Contrary to popular perception, most homicides do not occur as the result of an attack by a stranger but stem from an argument between people who know each other and are often related. For firearm homicides in 1998, where the victim-offender relationship could be identified, more than half of the victims were either related to (seven percent), intimately acquainted with (15 percent), or knew (48 percent) their killers. Only 30 percent were killed by strangers. Of female victims, where the victim-offender relationship was known, 50 percent were killed by their husbands or boyfriends.

A gun is far more likely to be used in a suicide, murder, or unintentional shooting than to kill a criminal. Using federal government figures, for every time a citizen used a firearm in 1997 in a justifiable homicide, 139 lives were ended in firearm murders, suicides, and unintentional shootings.

From 1987 to 1996, nearly 2,200 American children 14 years of age and younger died from unintentional shootings. An estimated 10 times that number were treated in U.S. hospital emergency rooms each year for nonfatal unintentional gunshot wounds.

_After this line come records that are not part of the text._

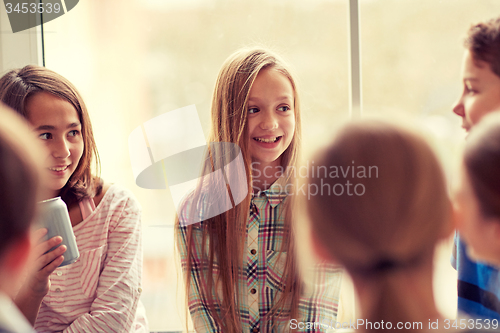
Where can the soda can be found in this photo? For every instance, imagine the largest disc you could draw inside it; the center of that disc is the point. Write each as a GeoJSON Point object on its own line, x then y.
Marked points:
{"type": "Point", "coordinates": [54, 216]}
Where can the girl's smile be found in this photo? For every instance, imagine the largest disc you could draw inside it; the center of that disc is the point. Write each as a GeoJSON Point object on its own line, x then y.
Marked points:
{"type": "Point", "coordinates": [57, 123]}
{"type": "Point", "coordinates": [271, 117]}
{"type": "Point", "coordinates": [480, 95]}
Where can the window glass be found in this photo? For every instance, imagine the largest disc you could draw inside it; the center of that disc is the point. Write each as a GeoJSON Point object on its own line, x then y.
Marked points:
{"type": "Point", "coordinates": [411, 55]}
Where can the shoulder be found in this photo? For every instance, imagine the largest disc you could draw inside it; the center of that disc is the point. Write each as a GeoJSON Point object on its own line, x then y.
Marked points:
{"type": "Point", "coordinates": [115, 197]}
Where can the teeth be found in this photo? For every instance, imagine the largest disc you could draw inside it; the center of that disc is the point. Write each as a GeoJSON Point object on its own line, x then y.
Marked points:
{"type": "Point", "coordinates": [59, 169]}
{"type": "Point", "coordinates": [267, 140]}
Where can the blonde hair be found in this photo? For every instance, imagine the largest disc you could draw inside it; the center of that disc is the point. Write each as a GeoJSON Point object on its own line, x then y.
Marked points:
{"type": "Point", "coordinates": [229, 124]}
{"type": "Point", "coordinates": [393, 220]}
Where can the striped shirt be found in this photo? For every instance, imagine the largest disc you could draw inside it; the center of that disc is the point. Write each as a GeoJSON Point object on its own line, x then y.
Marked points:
{"type": "Point", "coordinates": [259, 285]}
{"type": "Point", "coordinates": [100, 291]}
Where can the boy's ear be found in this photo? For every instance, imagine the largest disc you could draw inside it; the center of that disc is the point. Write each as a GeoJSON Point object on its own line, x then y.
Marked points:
{"type": "Point", "coordinates": [495, 223]}
{"type": "Point", "coordinates": [17, 253]}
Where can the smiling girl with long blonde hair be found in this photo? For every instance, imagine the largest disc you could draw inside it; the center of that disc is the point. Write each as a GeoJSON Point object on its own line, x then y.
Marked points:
{"type": "Point", "coordinates": [240, 268]}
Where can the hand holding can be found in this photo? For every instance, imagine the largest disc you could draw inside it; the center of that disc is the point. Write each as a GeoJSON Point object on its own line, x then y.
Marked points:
{"type": "Point", "coordinates": [55, 218]}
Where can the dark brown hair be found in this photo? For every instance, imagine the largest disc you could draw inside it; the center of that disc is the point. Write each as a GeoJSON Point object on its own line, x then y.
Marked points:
{"type": "Point", "coordinates": [482, 163]}
{"type": "Point", "coordinates": [19, 177]}
{"type": "Point", "coordinates": [395, 213]}
{"type": "Point", "coordinates": [483, 40]}
{"type": "Point", "coordinates": [18, 85]}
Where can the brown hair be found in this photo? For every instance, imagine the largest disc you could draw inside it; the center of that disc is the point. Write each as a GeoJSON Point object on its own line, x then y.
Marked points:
{"type": "Point", "coordinates": [18, 85]}
{"type": "Point", "coordinates": [19, 177]}
{"type": "Point", "coordinates": [223, 236]}
{"type": "Point", "coordinates": [482, 163]}
{"type": "Point", "coordinates": [483, 40]}
{"type": "Point", "coordinates": [395, 213]}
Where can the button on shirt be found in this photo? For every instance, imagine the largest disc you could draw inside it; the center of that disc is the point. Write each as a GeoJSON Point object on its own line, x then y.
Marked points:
{"type": "Point", "coordinates": [264, 264]}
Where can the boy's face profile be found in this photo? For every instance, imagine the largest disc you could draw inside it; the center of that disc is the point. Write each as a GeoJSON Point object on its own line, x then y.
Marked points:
{"type": "Point", "coordinates": [479, 232]}
{"type": "Point", "coordinates": [481, 91]}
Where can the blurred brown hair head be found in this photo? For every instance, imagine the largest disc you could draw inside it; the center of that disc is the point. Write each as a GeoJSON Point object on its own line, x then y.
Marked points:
{"type": "Point", "coordinates": [18, 85]}
{"type": "Point", "coordinates": [19, 177]}
{"type": "Point", "coordinates": [483, 40]}
{"type": "Point", "coordinates": [482, 163]}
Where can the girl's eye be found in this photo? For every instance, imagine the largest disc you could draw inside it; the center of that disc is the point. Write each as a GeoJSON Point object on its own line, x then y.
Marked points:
{"type": "Point", "coordinates": [469, 89]}
{"type": "Point", "coordinates": [284, 108]}
{"type": "Point", "coordinates": [73, 133]}
{"type": "Point", "coordinates": [45, 136]}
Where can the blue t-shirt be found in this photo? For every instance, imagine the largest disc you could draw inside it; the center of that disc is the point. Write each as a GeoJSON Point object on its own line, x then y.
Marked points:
{"type": "Point", "coordinates": [478, 285]}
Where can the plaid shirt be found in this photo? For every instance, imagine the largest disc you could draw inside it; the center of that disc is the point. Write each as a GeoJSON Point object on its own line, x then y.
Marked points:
{"type": "Point", "coordinates": [264, 262]}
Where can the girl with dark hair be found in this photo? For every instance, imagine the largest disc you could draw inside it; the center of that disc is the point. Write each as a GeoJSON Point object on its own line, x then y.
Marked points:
{"type": "Point", "coordinates": [100, 291]}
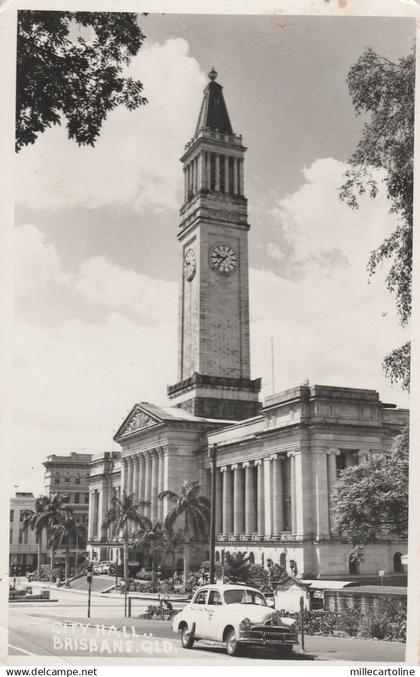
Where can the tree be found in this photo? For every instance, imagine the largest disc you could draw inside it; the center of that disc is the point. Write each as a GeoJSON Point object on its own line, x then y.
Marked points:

The 1997 CDC study "Rates of Homicide, Suicide, and Firearm-Related Death Among Children—26 Industrialized Countries" revealed that for unintentional firearm-related deaths for children under age 15, the rate in the United States was nine times higher than in the other 25 industrialized countries combined.

A 1997 study that examined the risk factors for violent death for women in the home found that when there were one or more guns in the home the risk of suicide among women increased nearly five times and the risk of homicide increased more than three times. The increased risk of homicide associated with firearms was attributable to homicides at the hands of a spouse, intimate acquaintance, or close relative.

In 1997, for every one time that a woman used a handgun to kill an intimate acquaintance in self-defense, 97 women were murdered by an intimate acquaintance using a handgun.

Having a gun in the home makes it three times more likely that you or someone you care about will be murdered by a family member or intimate partner.

A firearm in the home may be a key factor in the escalation of nonfatal spouse abuse to homicide. In a study of family and intimate assaults for the city of Atlanta, Georgia in 1984, firearm-associated family and intimate assaults were 12 times more likely to result in death than non-firearm associated assaults between family and intimates.

It is estimated that in 1992 the cost of gunshot wounds exceeded $126 billion. The injury cost per bullet sold in the United States exceeded $25.